Relations between airlines and transportation planners have deteriorated sharply over the past several months as government efforts to reduce delays have clashed with carriers losing altitude financially due to record high fuel prices.
"The timing is incredible -- in the middle of an enormous financial crisis that is reshaping the industry," said Giovanni Bisignani, director general of the trade group representing overseas carriers, the International Air Transport Association.
The Transportation Department proposed on Tuesday auctioning unused rights for one round-trip flight at Newark to gauge interest and determine their value.
The auction decision came hours after the agency released its latest industry on-time figures showing delays remained stubbornly high in the first half of 2008 even though operations and travel demand were both down.

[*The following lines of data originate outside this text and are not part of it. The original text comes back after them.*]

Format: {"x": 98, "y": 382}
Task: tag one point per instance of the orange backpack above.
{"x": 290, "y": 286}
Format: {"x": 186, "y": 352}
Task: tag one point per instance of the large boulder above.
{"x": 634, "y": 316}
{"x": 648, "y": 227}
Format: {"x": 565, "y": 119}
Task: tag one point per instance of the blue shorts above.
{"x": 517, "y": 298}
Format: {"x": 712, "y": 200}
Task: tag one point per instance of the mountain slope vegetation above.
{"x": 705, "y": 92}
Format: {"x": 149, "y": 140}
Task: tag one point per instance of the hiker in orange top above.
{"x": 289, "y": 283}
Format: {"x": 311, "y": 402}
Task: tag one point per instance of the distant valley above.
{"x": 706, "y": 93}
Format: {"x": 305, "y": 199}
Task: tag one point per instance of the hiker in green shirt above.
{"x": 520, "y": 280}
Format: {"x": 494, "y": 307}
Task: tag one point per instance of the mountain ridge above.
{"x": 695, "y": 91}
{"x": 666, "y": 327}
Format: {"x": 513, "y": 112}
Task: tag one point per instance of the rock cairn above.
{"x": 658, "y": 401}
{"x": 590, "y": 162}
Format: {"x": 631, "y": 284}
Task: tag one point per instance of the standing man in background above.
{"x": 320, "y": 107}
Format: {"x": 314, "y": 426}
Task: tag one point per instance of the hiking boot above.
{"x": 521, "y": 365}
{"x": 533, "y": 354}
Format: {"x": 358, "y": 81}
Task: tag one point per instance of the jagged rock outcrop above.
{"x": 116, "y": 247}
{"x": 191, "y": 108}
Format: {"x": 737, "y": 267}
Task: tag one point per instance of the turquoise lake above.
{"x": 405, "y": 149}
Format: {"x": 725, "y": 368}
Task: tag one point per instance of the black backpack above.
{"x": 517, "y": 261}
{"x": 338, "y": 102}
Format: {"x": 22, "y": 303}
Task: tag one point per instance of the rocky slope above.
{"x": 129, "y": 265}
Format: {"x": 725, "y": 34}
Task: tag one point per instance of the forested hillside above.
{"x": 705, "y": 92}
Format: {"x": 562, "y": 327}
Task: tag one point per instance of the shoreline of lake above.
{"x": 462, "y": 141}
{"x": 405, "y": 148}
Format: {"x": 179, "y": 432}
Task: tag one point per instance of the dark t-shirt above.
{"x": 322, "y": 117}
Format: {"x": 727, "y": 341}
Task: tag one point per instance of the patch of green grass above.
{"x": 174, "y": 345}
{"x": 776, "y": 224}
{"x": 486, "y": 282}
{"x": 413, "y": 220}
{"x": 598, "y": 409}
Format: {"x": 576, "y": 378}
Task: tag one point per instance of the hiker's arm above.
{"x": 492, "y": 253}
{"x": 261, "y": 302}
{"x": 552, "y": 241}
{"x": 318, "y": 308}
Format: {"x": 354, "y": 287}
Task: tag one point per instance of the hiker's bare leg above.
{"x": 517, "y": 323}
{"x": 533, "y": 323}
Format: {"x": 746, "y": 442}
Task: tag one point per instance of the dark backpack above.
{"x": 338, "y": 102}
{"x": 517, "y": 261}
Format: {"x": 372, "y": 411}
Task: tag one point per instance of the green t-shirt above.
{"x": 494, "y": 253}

The on-time rating of 73.3 percent was just slightly better than the record low 72.6 percent in the first half of last year, even though operations contracted due to record fuel prices and bankruptcies. Several small airlines ceased operations this year.
Airlines flew 3.6 million flights carrying 303 million passengers in the January-June period, compared with 3.7 million flights and 309 million passengers a year earlier.
New York's LaGuardia Airport had the worst on-time arrival performance of the 32 busiest airports, while Chicago's O'Hare was last for timely departures. Both airports are notoriously congested and often rank at or near the bottom in performance categories.
Newark ranked next to last in on-time arrival performance, only ahead of LaGuardia.
Transportation Secretary Mary Peters has long championed "market-based" mechanisms for reducing congestion. She believes forcing airlines to bid for slots for the busiest times of day would prompt airlines to rethink their operations, perhaps using bigger planes.
"Such measures have been very successful at managing congestion in other transportation modes and can provide strong incentives for more efficient use of a strained resource, like New York-area airports," Peters said. The auction is planned for Sept. 3.
On Monday, the Port Authority of New York & New Jersey, which operates JFK, Newark and LaGuardia airports, said it would not recognize slot auctions on grounds they would hurt business and reduce service to small communities.
Transportation officials believe they have the legal authority to move forward unless Congress steps in and acts on pending legislation to block the move when lawmakers return in September.
Democrat Patty Murray and Republican Christopher Bond, the chairman and ranking member respectively of the Senate Appropriations subcommittee on transportation, told Peters in a letter on Tuesday to wait for "clear authority" from Congress.
"There is no question that your insistence on moving forward (with) these controversial efforts will subject the department and the FAA (Federal Aviation Administration) to extensive and costly litigation that will benefit nether the taxpayer nor the traveler," they wrote.
Murray and Bond also are unhappy that Peters has diverted "millions in FAA operating funds" to administer the auction.